Second, and perhaps, more important, dynamic regressions (those with lags) don't generally suffer from this type of problem. For instance, vector autoregressions and ARDL (autoregressive-distributed lag) models are generally fine even if the variables involved are \(I(1)\). The lags allow for the model to "difference" out the \(I(1)\) effects. For instance, if instead of the original static regression, we run the related ARDL model:

\begin{equation} {y_t} = \rho {y_{t - 1}} + \alpha + {\beta _0}{x_t} + {\beta _1}{x_{t - 1}} + {u_t} \label{eq:spurious_ardl} \end{equation}

we would expect an estimate of \(\rho\) very close to 1, \(\alpha\) and the \(\beta\)'s close to zero, and residuals that are very nearly serially uncorrelated. Now the standard t-statistic for \(\rho = 1\) will have a non-standard distribution, and a joint test for both \(\beta\)'s being zero will similarly be non-standard (see Sims-Stock-Watson) but they will be consistently estimated, which doesn't happen with the spurious regression; in other words, if you don't need to test for specific values, you can safely run the regression.

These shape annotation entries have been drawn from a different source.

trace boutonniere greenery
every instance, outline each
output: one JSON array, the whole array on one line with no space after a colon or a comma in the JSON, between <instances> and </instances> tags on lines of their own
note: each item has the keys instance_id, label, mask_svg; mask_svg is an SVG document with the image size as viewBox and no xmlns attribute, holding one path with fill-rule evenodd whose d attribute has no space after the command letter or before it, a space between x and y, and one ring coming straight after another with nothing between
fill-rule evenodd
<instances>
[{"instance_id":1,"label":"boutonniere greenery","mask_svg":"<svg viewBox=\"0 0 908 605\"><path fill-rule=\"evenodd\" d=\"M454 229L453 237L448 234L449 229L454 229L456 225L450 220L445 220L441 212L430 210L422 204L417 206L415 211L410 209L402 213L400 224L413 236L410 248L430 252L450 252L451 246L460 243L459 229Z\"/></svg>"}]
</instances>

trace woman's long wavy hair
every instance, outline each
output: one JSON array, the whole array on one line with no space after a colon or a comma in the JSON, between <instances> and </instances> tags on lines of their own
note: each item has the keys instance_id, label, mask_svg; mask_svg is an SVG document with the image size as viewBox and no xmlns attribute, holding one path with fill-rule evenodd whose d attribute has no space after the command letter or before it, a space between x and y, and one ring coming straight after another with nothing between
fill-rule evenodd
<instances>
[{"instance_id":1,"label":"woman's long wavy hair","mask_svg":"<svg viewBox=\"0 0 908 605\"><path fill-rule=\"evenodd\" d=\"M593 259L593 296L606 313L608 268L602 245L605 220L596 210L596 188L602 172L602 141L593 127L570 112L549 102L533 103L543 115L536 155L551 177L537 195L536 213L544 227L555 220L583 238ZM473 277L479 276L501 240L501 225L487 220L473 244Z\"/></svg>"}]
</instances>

Of course, an ARDL or VAR is very different from a static regression and the coefficients mean completely different things. The "textbook" description of how to estimate a price elasticity is to run a regression like

\begin{equation} \log {q_t} = \alpha + \eta \log {p_t} + {u_t} \label{eq:spurious_elasticity} \end{equation}

which is a static regression. If \(\log q\) and \(\log p\) are \(I(1)\), we run into the possibility that the regression will be spurious. So what can we do? The first thing is to see if you can figure out why \(\log q\) and \(\log p\) are \(I(1)\) and possibly adjust for that. If this is a time series, and \(\log q\) is increasing at least in part because of increasing population, that has nothing to do with price signals—replacing it with quantity per capita (or perhaps as a percentage of GDP) may render it stationary, and will certainly bring it closer to what the true definition of elasticity is. Similarly, if \(\log p\) is \(I(1)\) because of overall inflation, deflating by an overall price index may render it stationary and again, make the regression produce a truer estimate of the price elasticity. In other words, \eqref{eq:spurious_elasticity} may be not just statistically spurious, but economically spurious as well. Even if we eliminate the \(I(1)\)-ness of the variables, it's still possible for the static regression \eqref{eq:spurious_elasticity} to not adequately capture the situation. If we instead estimate the dynamic regression

\begin{equation} \log {q_t} = \alpha + \rho \log {q_{t - 1}} + \beta \log {p_t} + {u_t} \label{eq:spurious_dynamic} \end{equation}

then there really isn't a single elasticity measure. The initial or impact elasticity is \(\beta\), but if there's a permanent price change, the long-run (limit)elasticity is

\begin{equation} \beta /(1 - \rho ) \label{eq:spurious_longrun} \end{equation}

which may make more sense economically if it takes time to adjust to new prices. Now that won't work if \(\rho = 1\), which is why it's still important to rid the equation of unit roots that have nothing to do with the reaction to pricing.